The Central Bank of Kenya’s (CBK) policy body will hold its meeting on Monday with inflation the key issue on the table.
The Monetary Policy Committee (MPC) is widely expected to leave its benchmark lending rate unchanged despite concern over inflation.
Analysts polled by the Business Daily earlier expect the MPC to leave the rate constant.
The CBK held the base lending rate at 10 per cent at the March meeting despite a slightly weaker shilling and rising inflation.
The shilling has been recording marginal gains for the last few days, with traders noting that there was a decline in dollar demand among importers.

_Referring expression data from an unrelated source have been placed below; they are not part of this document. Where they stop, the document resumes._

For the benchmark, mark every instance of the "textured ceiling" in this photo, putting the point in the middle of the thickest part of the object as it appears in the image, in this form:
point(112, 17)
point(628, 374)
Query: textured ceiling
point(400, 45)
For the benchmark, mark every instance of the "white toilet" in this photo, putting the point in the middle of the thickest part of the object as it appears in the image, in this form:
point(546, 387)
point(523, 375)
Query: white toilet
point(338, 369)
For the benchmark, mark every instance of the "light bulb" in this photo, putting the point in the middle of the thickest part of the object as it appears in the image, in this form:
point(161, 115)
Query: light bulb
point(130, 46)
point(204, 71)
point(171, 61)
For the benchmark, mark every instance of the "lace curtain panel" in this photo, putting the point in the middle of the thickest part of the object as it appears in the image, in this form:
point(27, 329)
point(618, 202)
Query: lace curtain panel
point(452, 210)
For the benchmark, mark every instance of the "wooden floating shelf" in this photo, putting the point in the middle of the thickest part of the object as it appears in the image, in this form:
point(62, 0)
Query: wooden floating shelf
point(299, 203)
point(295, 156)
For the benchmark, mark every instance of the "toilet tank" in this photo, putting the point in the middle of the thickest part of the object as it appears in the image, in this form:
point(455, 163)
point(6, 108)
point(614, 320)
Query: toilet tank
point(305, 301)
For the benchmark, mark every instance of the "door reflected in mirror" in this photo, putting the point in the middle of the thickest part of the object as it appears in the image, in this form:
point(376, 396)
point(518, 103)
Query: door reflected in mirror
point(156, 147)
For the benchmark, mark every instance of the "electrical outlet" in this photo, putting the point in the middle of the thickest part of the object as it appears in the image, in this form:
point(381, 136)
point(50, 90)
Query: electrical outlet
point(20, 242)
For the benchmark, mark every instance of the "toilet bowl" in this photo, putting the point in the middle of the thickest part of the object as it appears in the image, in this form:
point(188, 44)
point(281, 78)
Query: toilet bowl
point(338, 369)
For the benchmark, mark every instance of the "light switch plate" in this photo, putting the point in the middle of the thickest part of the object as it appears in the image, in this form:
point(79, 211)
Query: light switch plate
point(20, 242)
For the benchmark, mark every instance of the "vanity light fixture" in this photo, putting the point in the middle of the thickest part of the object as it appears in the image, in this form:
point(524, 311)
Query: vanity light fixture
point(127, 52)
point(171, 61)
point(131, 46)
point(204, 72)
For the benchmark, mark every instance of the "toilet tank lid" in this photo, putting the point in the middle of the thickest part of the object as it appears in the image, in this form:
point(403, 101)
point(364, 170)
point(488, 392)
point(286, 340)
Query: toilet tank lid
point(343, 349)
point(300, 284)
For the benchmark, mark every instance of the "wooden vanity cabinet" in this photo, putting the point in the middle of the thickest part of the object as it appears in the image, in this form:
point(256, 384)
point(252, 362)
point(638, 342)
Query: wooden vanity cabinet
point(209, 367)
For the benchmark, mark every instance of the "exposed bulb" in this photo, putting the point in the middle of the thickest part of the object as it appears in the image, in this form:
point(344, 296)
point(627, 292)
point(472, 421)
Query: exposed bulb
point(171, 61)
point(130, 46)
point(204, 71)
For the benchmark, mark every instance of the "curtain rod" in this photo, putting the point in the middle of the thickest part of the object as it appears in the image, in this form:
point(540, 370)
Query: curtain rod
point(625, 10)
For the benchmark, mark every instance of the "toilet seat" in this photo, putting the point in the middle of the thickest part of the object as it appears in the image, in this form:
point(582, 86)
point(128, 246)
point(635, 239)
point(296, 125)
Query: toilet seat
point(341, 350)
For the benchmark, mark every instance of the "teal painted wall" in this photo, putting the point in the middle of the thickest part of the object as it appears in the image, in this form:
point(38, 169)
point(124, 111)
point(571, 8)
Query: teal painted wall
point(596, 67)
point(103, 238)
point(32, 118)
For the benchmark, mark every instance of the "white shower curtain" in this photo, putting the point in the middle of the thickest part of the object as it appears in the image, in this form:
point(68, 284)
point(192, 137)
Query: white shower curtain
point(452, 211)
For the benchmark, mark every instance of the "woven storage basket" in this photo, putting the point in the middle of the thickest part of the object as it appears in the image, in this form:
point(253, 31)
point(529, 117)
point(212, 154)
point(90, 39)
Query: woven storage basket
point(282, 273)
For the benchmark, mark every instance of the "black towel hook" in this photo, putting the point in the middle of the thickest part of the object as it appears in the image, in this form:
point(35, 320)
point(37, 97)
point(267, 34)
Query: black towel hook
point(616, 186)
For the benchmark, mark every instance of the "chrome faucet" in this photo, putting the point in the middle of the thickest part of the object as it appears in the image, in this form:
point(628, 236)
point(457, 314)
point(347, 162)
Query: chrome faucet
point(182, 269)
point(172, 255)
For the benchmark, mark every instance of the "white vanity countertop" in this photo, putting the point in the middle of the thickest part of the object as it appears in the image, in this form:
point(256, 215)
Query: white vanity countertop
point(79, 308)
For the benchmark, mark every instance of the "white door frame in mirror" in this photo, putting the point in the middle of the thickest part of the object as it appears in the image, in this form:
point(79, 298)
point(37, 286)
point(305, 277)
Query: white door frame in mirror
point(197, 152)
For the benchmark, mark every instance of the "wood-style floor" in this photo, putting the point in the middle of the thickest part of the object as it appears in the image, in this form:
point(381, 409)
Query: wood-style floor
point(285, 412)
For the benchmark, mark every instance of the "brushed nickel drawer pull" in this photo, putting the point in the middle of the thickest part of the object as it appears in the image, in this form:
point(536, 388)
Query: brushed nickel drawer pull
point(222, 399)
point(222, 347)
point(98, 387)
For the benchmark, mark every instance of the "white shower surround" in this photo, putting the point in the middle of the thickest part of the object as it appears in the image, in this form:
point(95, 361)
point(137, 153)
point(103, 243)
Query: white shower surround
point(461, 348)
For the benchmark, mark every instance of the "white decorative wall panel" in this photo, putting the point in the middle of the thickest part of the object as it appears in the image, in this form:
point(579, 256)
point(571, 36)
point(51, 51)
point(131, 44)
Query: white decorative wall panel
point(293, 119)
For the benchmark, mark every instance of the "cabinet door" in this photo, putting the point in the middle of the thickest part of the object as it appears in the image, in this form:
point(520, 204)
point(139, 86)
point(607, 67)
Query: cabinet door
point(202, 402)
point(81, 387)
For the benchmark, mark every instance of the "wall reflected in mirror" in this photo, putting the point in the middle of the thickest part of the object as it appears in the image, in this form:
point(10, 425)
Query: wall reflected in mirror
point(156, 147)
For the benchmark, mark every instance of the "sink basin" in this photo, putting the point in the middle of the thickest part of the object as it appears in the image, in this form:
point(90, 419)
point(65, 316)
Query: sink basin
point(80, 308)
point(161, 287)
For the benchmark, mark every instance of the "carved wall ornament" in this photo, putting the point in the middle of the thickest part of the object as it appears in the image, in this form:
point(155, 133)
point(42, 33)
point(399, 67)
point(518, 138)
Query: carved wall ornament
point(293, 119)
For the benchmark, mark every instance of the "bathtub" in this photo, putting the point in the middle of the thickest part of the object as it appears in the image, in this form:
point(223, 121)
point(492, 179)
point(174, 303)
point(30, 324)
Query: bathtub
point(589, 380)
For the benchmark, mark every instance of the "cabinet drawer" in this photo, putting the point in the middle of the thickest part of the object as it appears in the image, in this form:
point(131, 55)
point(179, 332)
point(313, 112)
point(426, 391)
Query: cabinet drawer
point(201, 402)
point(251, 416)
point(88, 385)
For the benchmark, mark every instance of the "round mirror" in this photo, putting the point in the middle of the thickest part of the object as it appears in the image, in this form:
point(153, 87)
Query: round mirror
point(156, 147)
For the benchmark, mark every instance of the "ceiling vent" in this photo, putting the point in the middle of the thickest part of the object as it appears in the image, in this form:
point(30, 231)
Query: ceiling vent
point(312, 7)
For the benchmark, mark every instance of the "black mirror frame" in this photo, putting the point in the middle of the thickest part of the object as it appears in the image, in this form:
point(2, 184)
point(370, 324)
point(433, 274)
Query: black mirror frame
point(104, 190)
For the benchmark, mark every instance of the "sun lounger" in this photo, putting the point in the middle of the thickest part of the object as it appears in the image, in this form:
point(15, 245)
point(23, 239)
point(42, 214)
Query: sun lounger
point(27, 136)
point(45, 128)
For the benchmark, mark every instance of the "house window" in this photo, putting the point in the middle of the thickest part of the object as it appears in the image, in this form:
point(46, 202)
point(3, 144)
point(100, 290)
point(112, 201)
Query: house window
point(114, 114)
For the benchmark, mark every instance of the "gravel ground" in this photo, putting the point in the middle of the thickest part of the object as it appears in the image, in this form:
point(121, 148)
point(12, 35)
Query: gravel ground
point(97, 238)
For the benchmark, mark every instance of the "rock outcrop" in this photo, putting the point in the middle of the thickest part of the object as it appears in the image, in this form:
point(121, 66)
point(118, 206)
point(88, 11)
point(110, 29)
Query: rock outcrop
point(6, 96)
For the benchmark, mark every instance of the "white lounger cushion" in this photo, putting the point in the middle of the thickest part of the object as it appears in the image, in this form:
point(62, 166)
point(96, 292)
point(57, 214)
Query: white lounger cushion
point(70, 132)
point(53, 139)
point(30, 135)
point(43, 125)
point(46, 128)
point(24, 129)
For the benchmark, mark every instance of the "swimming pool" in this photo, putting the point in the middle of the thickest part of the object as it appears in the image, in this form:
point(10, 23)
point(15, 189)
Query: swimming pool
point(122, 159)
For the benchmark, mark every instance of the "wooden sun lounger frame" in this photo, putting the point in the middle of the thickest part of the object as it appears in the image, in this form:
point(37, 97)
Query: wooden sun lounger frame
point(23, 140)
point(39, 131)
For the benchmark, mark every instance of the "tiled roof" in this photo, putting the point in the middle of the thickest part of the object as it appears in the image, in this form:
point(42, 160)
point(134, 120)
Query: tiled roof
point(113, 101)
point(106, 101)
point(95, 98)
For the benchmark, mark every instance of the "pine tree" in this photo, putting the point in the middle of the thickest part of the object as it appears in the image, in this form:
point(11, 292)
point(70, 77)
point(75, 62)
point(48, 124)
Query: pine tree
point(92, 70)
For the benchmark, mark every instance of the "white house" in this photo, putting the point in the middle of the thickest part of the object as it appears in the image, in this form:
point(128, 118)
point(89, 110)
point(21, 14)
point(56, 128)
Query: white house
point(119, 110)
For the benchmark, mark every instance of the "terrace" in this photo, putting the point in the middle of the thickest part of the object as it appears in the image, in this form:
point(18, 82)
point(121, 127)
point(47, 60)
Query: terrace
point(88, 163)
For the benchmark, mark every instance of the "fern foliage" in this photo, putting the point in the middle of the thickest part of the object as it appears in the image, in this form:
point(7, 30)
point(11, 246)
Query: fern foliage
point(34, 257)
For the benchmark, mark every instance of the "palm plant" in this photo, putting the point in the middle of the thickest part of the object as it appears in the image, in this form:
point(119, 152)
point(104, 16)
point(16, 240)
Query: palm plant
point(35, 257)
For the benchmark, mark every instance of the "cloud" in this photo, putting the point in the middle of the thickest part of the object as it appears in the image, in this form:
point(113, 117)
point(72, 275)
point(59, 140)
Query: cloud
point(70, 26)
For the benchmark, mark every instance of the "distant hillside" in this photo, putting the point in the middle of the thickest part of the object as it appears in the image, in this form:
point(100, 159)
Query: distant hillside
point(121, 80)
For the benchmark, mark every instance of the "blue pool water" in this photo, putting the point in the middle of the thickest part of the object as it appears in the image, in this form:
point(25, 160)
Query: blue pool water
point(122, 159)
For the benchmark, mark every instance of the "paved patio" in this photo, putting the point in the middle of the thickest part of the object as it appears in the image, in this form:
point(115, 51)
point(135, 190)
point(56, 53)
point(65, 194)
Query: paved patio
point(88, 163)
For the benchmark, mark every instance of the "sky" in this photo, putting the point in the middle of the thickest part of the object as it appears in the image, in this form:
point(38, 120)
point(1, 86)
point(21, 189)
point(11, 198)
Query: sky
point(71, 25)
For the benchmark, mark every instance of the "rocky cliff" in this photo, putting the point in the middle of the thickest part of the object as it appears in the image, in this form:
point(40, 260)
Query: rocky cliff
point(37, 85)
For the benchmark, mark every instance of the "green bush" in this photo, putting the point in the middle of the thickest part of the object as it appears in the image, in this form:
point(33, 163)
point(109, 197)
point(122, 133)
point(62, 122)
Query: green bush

On Friday, the CBK quoted the shilling at 103.3. Kenya has ramped up maize, oil and sugar imports recently piling pressure on the shilling.
Headline inflation has shot up to 11.5 per cent, well above the preferred ceiling of 7.5 per cent. “I do not think that the economic fundamentals are right for an increase in interest rates,” said John Kirimi, Sterling Capital Investment director.
Razia Khan, chief economist for Africa at Standard Chartered, said given most of the inflation pressure is confined to food, and given authorities’ plan to reduce food inflation via subsidies, she expects a retention.
“The slowdown in the economy is an additional complicating factor, as is the loan rate cap,’’ she said.